Bertie stayed in his spot so Terence could find him. "This is boring," he grumbled. His driver sighed. "Bertie, we've got to stay here or else we may never be found." Bertie gulped at the thought. "Well... can you honk my horn so Terence can hear me? Perhaps he's close by." "Perhaps," said the driver and he pressed the button. Bertie's horn echoed through the forest. 

Terence was at Elsbridge, trolling along the road. The station was less busier than usual. Thomas was dropping off a few passengers when he saw Terence. "Terence, what are you doing out here?" Thomas asked worriedly. "I'm trying to find Bertie." Terence explained. "Let me guess, he got lost," said Thomas gravely. "'Fraid so." said Terence. "I think he deserved it," decided Annie. "Yes, his cockiness got the better of him." agreed Clarabel. "That's pretty harsh," cried Terence and he trundled on towards Bertie. 

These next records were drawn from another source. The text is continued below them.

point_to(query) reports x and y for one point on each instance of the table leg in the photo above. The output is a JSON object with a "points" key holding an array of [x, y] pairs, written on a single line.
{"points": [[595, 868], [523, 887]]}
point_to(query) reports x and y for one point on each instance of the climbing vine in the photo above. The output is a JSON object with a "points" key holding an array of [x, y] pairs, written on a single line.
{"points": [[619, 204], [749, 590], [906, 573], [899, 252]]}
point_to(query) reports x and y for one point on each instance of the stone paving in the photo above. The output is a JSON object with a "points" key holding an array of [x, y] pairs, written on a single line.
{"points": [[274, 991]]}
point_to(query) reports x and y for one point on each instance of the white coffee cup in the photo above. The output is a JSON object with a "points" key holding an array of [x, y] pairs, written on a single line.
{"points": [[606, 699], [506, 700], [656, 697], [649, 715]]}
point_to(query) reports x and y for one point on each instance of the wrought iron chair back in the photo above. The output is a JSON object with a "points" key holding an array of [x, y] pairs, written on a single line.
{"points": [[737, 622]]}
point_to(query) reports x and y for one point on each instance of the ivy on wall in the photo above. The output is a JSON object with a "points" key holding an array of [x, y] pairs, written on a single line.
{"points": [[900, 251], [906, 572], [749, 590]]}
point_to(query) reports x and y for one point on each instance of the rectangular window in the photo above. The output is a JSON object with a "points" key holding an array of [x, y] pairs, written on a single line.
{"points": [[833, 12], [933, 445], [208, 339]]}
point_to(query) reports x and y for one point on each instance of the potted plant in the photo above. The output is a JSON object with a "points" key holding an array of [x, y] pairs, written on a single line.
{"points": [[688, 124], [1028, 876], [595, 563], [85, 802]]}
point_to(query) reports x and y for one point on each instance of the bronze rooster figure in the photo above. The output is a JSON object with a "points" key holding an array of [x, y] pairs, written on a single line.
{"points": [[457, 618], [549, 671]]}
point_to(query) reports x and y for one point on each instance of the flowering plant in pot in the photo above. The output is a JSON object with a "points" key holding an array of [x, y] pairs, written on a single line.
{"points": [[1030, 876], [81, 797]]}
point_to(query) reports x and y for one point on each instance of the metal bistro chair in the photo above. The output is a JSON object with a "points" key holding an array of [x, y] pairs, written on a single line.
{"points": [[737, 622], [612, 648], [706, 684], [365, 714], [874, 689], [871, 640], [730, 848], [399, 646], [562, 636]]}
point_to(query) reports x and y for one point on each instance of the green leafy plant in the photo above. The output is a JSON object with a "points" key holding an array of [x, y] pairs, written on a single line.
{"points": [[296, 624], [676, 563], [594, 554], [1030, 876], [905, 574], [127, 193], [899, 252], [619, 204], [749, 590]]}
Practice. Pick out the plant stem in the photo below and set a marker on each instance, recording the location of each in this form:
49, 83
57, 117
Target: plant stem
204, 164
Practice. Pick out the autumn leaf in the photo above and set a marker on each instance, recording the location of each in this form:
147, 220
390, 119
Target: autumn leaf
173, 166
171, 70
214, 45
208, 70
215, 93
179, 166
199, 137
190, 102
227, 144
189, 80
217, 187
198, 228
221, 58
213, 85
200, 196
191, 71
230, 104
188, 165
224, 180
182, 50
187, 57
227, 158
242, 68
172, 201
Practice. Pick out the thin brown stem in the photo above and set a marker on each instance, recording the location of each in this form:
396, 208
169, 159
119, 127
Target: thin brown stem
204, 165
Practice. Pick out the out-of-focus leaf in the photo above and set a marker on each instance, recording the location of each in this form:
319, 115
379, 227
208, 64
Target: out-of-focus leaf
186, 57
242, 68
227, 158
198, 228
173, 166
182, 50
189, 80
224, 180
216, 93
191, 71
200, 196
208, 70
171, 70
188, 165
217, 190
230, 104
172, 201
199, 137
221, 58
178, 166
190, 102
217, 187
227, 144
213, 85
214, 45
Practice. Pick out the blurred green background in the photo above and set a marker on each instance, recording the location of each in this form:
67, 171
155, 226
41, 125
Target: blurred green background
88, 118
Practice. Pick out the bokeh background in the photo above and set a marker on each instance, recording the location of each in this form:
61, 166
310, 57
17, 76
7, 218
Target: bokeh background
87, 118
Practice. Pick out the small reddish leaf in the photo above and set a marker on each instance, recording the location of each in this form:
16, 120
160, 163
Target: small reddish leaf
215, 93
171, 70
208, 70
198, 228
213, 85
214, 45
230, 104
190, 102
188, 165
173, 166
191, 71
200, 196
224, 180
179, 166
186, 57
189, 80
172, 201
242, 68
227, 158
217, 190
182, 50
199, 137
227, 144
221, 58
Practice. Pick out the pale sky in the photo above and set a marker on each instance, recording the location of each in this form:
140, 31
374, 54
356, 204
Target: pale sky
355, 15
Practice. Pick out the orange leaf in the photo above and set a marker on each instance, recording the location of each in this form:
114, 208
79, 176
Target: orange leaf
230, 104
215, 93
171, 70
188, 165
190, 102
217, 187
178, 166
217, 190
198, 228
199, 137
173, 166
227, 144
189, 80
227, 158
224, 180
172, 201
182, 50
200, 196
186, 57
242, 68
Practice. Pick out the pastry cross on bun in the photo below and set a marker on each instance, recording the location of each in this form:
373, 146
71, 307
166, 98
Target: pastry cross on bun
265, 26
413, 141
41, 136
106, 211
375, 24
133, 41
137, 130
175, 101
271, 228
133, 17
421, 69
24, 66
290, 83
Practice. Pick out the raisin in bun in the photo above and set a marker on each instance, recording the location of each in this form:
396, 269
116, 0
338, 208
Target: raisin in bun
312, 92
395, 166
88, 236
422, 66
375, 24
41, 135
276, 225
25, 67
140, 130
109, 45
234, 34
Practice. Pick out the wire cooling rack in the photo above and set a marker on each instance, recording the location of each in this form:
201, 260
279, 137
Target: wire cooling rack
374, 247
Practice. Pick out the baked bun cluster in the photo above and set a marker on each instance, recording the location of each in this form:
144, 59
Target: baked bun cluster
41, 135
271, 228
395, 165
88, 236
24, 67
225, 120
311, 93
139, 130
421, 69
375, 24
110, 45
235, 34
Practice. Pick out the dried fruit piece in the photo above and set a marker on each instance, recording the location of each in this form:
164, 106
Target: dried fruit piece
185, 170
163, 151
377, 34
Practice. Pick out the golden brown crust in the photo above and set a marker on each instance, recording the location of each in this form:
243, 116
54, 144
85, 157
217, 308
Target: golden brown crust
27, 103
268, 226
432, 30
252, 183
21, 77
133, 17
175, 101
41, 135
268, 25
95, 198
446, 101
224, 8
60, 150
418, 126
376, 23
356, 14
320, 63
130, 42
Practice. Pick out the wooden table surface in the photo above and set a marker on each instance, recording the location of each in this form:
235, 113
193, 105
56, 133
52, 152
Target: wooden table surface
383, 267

Terence soon came to the Maithwaite Forest. "Oh boy, how the heck am I gonna find Bertie in this forest?!" cried Terence. Suddenly they heard a horn. It was short, but Terence knew who it belonged to. "Bertie!" said Terence, "Lets go!" "Not so fast," warned Jem Cole, "we don't want to suddenly topple over the edge of some cliff or something." "There's no cliff in the forest, now come on!" urged Terence. Jem Cole sighed as Terence chugged down the lane towards the source of the horn. He looked around, still unsure as Jem Cole held up his flashlight. He suddenly saw a glimpse of red. "I think I see him!" he said to Terence. Terence grinned broadly as they trundled toward the source of the red color. Bertie was a few meters ahead and noticed Terence's light shining on him. "Terence! Oh, thank goodness!" he exclaimed happily as he saw the tractor come into view. "Let's get you out of this fog." Terence said, "I have a lamp, so it's alright now." Bertie grinned sheepishly as Terence tugged him out of the fog to get repairs.

At TIdmouth Bus Depot, the other buses were waiting. "Where were you this whole time?" asked Bulgy stubbornly. "I got lost," said Bertie timidly as some workmen came to mend his headlights. "Well, be more careful," advised a bus, "Or else you'll be permenantly lost." "I'll keep that in mind," Bertie said worriedly and he looked over to Terence. "Thanks Terence for all of your help. I should've listened to you." "Oh, that's alright. It wasn't your fault." advised Terence.

By the next day, the fog had cleared, and Bertie was mended. At Ffarquhar, Thomas was taking his first train of the day when Bertie rolled up alongside. Thomas looked away crossly, as did Annie and Clarabel. Bertie sighed. "I'm sorry Thomas for being so cross with you. Can you forgive me?" he asked hopefully. Thomas looked over and smiled. "I forgive you Bertie. It was wrong of me to ignore you like that." Annie and Clarabel looked to each other curiously. Bertie then laughed. "Race you to Hackenbeck, slowcoach!" Thomas laughed and Thomas and Bertie raced once more.